A madwoman runs wildly across the University Union (UU) Plaza after dark. A firefighter appears for 15 seconds before disappearing without a word as a beauty in mirrored clothing glances through a hole in a leaf. Couples come together and break up, random strangers become friends and enemies plot against one another — all without speaking.
While this may seem like the plot of the latest Tim Burton movie, it is in fact the plot of the Cal Poly Theatre and Dance Department’s latest show, “The Hour We Knew Nothing of Each Other,” which opens today at 8 p.m. Tickets are $15 and include a pair of wireless headphones and a seat cushion for audience members to sit on anywhere in the plaza.
In the play by Austrian playwright Peter Handke, approximately 400 different characters are played by a cast of between 10 and 25 actors. These characters all converge on a town square over the course of two hours, going about their daily lives with varying degrees of interaction.
Handke wrote the play in the early ‘90s, after an afternoon spent in a small Italian café with a glass of wine observing all of the passers-by.

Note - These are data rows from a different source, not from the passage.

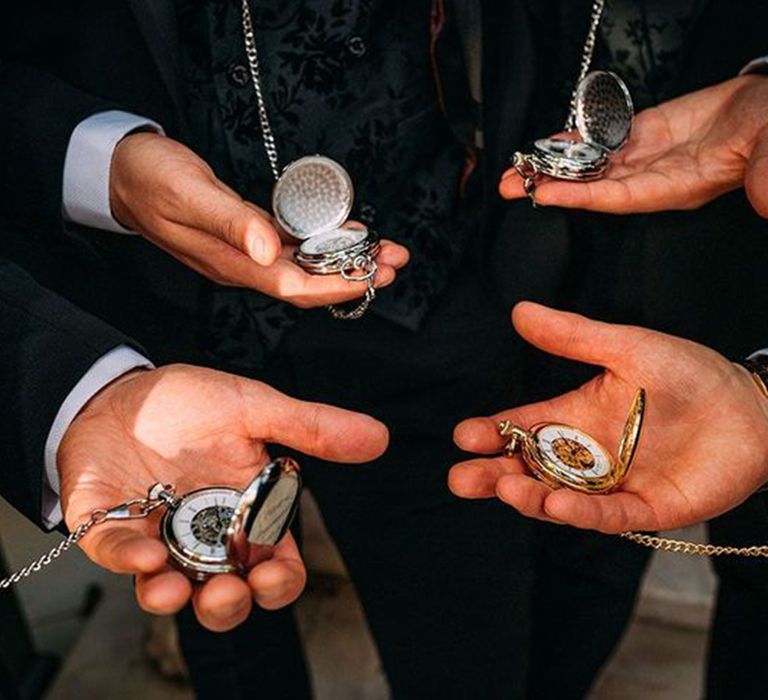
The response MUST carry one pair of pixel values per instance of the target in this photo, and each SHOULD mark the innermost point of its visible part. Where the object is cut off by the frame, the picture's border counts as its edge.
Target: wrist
(120, 176)
(106, 394)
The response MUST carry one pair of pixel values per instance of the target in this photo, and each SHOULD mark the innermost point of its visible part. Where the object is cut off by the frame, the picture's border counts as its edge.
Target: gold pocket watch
(563, 456)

In an interview for Austrian magazine, Profil, Handke said his inspiration came after watching a hearse pull up to a nearby house and collect a coffin. After it drove away, Handke said he felt the hearse and the coffin colored all of the following events on the street, even though the rest of the people there had no clue it had been there.
Flash forward 10 years later, and the play inspired by a coffin and a glass of wine is now being performed by Cal Poly theatre students. In the Cal Poly production, the town square is the UU Plaza and the 400-plus characters are played by 17 students.
According to director and theatre professor Josh Machamer, the play fits well in a Cal Poly setting because it echoes how students themselves go about their lives in college.
“When I walk across campus, I see people put in their earbuds in their very one-track minded, ‘I’m going to class, I’m going to this particular destination,’ without really having the sense of awareness to what are the other things going on that are surrounding us,” Machamer said. “I think this play allows us to see, over an hour, the many dreamlike stories that each one of us has.”
A major factor in telling untold stories, though, was actually adding an element of the unknown into the play by performing in an open space, which opens up the opportunity for random passers-by to literally become a part of the production.
“I think it’s kind of giving people a chance to tell their own particular story based on what they are getting,” Machamer said.
Though some students just walk by without noticing the production, or try to circumvent the performers, others take the chance to do some performing of their own, Machamer said. There was even one student who realized what was going on mid-stride, did a back-flip and walked in the opposite direction, Machamer said.
Performing in the plaza also forced the cast to face logistical concerns, Machamer said. One of these was how to make people want to pay to see the play, if in theory they could just walk into the plaza and sit down.
To remedy this, Machamer decided to add a soundtrack to the performance, available only through wireless headphones, he said. The 135 headphones, provided by Silent Events — a company that specializes in “silent discos” — will broadcast music that helps provide the mood for the multiple scenes of the play.
Machamer said the headphones give an entirely new feeling to the performance.
“They’ll be able to hear the stories, as well as see them,” Machamer said. “It’s really beautiful.”
Another concern when performing outside is the lack of offstage space. To combat this, the stage crew will set up four tents in the corners of the UU, each with a different prop and costume master, so the performers can run in to change costumes or grab a prop, Machamer said.
Stage manager and theatre junior Gabrielle Koizumi is in charge of organizing all of the backstage efforts.
“There are over 300 props and costumes in the show, and my assistant stage manager and I were charged with the task of tracking all of them,” Koizumi said.
For Koizumi, the biggest challenge wasn’t organizing all the props and costumes, though — it was writing down the staging so it remained constant without a traditional script.
“For this particular show, I started with a blank word document and simply wrote what I saw,” Koizumi said. “Writing what I saw was difficult, as so many stories were happening at once that each rehearsal I would be adding more notes to my blocking script.”
As one of the actors Koizumi was watching, theatre freshman Brigitte Losey said she has enjoyed the experience of working on “The Hour.”
“Our director, Josh, uses every opportunity as a teaching device,” Losey said. “We play a lot of games to help us use our bodies and be specific with our actions. I’ve learned a lot of valuable things on an acting and personal level. Overall, I think the most valuable is … the message of the show.”
And for Losey, the silence of the play is the deciding factor in expressing Handke’s idea of events and interactions unknowingly coloring everything coming after them.
“The silence is key to the plot because it is a reflection of how we pass one another everyday, each person with their own story, but we don’t say anything to one another,” Losey said. “I think that the play has a lot to do with silent interactions and how we don’t recognize how powerful movement and silence is.”
Machamer echoes these statements.
“It gives me (a) new perspective every time I walk through the square now,” Machamer said. “I become aware of the different people around, and in this day and age, I think the more we can become aware versus isolated, I think that’s a good thing.”
“The Hour We Knew Nothing of Each Other” opens today at 8 p.m. and runs until May 19. Tickets are $15 and will be sold at the Performing Arts Center Ticket Office.